If you have school-age children, there are so many great discussions that naturally occur from watching the triumphs and defeats. Here are some conversation starters that you might find useful.

  • “Wow! How do you think he felt getting that close and then losing? Have you ever tried really hard to do something and felt bad because you didn’t make it? Did you try again?”
  • “See that big smile on her face? She reached her goal of earning a gold medal, and she’s probably not thinking about all those hard days now. I bet that feels good. You must keep on trying to be able to smile like that one day about your success.”
  • “It takes commitment to be good at anything. How many years do you think she worked to earn that medal? Let’s go look it up to see.”
  • Some of the Olympians lived away from their families so that they could practice their sport with the right coach. That means they missed out on a lot of fun things that other children were able to do. That is called sacrifice.”
  • “Most athletes talk about their ‘passion’ for what they do.

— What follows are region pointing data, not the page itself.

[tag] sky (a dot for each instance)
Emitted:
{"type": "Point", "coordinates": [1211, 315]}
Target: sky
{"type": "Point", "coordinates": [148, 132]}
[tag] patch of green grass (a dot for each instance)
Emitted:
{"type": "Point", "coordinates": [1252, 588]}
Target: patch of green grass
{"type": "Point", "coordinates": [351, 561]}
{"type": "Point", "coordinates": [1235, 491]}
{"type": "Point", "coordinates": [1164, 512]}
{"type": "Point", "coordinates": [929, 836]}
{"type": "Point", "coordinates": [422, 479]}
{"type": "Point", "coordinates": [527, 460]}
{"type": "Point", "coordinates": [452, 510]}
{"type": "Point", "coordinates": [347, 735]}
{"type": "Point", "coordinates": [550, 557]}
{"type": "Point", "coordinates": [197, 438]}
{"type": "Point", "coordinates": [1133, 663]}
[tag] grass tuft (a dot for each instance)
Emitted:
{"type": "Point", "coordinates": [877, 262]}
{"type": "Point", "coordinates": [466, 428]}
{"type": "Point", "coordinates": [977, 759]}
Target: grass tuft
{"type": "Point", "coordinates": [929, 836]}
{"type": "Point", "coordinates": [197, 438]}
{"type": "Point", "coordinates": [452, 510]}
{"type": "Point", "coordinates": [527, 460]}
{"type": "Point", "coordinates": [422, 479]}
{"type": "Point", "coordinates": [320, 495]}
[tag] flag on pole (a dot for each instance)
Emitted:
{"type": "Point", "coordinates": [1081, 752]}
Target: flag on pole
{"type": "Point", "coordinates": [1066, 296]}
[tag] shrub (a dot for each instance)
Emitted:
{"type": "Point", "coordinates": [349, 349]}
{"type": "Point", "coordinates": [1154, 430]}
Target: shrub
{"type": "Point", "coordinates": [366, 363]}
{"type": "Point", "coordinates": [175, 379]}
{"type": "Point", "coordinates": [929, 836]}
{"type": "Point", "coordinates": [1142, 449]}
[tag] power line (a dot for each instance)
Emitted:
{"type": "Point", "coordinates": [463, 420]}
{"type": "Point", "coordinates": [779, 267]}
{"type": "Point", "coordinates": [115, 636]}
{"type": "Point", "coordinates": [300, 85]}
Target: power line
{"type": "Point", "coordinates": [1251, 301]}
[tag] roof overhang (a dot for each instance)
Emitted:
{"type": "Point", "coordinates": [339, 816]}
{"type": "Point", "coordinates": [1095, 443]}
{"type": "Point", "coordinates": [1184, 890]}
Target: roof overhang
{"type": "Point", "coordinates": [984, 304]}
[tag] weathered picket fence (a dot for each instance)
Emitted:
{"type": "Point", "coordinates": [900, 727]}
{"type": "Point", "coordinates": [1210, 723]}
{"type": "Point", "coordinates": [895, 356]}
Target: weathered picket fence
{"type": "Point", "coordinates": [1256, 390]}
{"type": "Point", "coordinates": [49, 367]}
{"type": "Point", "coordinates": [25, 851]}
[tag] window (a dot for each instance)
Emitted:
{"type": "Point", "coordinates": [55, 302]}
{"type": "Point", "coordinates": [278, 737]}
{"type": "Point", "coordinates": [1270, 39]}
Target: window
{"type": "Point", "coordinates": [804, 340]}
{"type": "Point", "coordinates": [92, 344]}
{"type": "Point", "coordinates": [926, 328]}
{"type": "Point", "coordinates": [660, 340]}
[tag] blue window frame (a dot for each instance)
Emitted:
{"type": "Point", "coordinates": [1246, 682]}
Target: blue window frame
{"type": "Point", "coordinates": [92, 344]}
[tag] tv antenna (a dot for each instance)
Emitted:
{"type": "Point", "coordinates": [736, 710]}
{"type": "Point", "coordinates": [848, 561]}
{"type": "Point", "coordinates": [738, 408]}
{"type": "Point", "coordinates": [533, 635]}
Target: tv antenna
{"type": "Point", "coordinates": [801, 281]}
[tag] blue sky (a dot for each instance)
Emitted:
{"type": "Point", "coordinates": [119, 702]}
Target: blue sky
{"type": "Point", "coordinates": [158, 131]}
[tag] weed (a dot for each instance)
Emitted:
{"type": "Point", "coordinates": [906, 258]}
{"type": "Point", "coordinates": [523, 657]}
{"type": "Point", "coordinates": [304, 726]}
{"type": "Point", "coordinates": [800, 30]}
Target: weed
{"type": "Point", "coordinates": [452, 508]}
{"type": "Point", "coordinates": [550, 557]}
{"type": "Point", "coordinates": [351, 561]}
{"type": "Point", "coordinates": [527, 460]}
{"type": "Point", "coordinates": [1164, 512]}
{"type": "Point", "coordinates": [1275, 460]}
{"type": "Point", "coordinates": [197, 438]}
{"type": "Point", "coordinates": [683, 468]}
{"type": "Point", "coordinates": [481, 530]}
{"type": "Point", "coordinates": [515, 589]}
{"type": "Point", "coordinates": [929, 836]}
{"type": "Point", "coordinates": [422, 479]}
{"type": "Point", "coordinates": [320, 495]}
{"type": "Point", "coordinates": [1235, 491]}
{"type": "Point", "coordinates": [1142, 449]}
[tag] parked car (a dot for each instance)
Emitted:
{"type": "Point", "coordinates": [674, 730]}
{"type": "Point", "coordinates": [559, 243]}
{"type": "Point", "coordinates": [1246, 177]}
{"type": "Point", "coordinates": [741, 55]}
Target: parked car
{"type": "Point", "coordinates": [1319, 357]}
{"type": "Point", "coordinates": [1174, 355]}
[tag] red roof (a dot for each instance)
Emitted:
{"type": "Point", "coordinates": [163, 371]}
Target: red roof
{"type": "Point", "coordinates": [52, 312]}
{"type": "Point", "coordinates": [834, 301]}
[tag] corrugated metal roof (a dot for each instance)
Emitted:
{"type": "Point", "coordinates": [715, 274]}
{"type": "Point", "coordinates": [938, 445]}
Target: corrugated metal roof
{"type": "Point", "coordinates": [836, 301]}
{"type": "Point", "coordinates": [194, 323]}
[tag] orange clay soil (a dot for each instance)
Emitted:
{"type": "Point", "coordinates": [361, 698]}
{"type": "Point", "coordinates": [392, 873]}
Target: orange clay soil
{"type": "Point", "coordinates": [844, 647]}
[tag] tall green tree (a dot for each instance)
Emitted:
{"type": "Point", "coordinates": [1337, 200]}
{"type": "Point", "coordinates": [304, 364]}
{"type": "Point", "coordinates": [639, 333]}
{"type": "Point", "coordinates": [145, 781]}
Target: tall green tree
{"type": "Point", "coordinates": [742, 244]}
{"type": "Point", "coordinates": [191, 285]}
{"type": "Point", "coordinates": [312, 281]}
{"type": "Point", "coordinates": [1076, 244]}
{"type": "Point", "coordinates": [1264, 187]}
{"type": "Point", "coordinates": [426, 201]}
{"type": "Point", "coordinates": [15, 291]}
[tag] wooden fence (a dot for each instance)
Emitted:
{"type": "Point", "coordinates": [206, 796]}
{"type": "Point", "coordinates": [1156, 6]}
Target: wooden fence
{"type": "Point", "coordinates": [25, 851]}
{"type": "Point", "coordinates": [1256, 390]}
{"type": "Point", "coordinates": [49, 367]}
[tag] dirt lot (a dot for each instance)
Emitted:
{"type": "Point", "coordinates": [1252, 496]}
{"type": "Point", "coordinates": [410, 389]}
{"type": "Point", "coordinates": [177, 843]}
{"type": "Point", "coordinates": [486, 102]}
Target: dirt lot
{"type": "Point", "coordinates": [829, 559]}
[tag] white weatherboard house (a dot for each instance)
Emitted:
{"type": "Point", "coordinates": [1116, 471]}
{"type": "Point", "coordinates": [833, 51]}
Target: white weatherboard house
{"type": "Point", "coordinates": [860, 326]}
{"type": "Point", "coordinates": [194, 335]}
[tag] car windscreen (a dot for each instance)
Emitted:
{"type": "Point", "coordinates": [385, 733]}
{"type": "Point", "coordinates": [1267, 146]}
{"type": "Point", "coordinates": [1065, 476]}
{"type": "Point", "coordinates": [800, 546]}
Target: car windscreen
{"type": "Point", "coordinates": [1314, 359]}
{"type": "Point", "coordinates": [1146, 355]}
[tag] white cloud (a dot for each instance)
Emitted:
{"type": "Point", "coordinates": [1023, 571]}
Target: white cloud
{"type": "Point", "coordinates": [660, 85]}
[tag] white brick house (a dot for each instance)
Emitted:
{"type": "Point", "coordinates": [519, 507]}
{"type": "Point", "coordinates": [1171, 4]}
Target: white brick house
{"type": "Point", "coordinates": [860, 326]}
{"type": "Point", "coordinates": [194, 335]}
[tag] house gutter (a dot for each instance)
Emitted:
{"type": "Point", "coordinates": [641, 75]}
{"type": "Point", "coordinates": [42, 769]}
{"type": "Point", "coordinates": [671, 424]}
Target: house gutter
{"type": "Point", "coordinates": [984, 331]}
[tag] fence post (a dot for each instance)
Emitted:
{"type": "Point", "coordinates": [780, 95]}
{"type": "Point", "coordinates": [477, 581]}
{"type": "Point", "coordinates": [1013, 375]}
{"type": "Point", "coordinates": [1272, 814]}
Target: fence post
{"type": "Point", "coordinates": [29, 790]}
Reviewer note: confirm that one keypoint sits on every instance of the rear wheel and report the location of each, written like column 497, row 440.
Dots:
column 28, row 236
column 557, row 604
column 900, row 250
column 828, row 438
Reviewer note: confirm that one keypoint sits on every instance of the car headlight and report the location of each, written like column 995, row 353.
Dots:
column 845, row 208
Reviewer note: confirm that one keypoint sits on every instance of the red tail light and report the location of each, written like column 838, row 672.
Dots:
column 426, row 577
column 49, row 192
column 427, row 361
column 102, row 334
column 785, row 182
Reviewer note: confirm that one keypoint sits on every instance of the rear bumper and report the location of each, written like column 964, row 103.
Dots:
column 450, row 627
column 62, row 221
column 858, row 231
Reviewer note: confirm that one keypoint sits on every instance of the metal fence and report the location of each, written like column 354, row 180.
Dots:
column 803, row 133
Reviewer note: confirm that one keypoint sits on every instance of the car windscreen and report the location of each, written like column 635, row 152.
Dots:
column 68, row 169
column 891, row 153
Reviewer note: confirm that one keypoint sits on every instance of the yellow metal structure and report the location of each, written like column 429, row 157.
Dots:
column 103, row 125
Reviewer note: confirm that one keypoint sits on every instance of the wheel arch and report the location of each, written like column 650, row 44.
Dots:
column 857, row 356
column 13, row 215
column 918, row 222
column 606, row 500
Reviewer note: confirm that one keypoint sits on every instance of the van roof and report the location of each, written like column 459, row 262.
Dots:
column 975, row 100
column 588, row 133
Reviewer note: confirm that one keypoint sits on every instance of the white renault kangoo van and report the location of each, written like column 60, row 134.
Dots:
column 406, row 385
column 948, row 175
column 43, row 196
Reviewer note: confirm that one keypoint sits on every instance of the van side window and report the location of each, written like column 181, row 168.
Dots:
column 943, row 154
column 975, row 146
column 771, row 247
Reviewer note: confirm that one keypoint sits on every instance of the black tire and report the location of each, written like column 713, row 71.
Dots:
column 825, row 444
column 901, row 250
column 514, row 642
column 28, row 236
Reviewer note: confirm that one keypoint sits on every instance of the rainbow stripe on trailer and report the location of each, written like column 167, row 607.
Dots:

You should love your sport, but that doesn’t mean that you will love doing it all the time. If you want to do something well, you must have a real passion for it. What do you really like to do? Should we try some new sport or activity that you think you might really enjoy?”
  • Children need affirmation daily from those closest to them, and the Olympics provide a great opportunity to remind them how important they are to us. Encourage them with words such as: “Every athlete out there had someone who truly believed in them—typically a parent or a coach. I want you to know that I believe in you, and I am here to help you be the very best you. I am your number one fan, and I know you can do whatever you decide to do.”

Seize the teachable moments in life—especially during the Olympics. There are so many great opportunities to teach our children about our country, team spirit, the strength that lies within each of us, and the amazing accomplishments of those who love what they do.

Congratulations to all of the U.S. Olympians. We celebrate your success with you!

Written by Donna McClintock, COO with Children’s Choice Learning Centers, Inc.


Investment of Time

August 1, 2012

One of the things that I know for sure is that you cannot build nor maintain a strong relationship with anyone without an investment of time. No matter how hard we might want to substitute other things, nothing takes the place of spending time with those we care about.

We can buy our children gifts and send them off on great adventures, and they will benefit greatly from both. We can provide amazing travel experiences and make sure that each one receives the very best education that money can buy. However, if we want to know him and want him to know that we care about him, we must invest our time in him.

It amazes me what I learn when I take the time to really listen to one of my granddaughters. They have such sweet insight into life, and I learn something beautiful each time I stop my hectic pace and just listen. It still astounds me the things I would miss if I didn’t relax and have lazy conversations with my daughter who is still at home. She keeps me young. As tired as I might be at the end of the day, she always adds sweet value to my life. If I didn’t spend time with her and listen to what is important to her, I could not possibly expect her to believe that I care about her. And it doesn’t stop there … No matter how long I am married, my marriage is never beyond needing the investment of time. It simply cannot thrive without both of us setting aside the time to connect.

So, as a parent, do not lose sight of the fact that your child needs you to invest your time in him. It takes time to show that you care. It takes tuning out all the other noise and being totally present with your child for him to truly feel your love and concern. Sometimes we send our child very mixed messages. We may tell him how important he is to us, but do we STOP and give him our undivided attention? If we don’t, then we are saying one thing but demonstrating another.

Michael J. Fox said, “Family is not an important thing, it is everything.”  We all need to be reminded to invest in what really matters!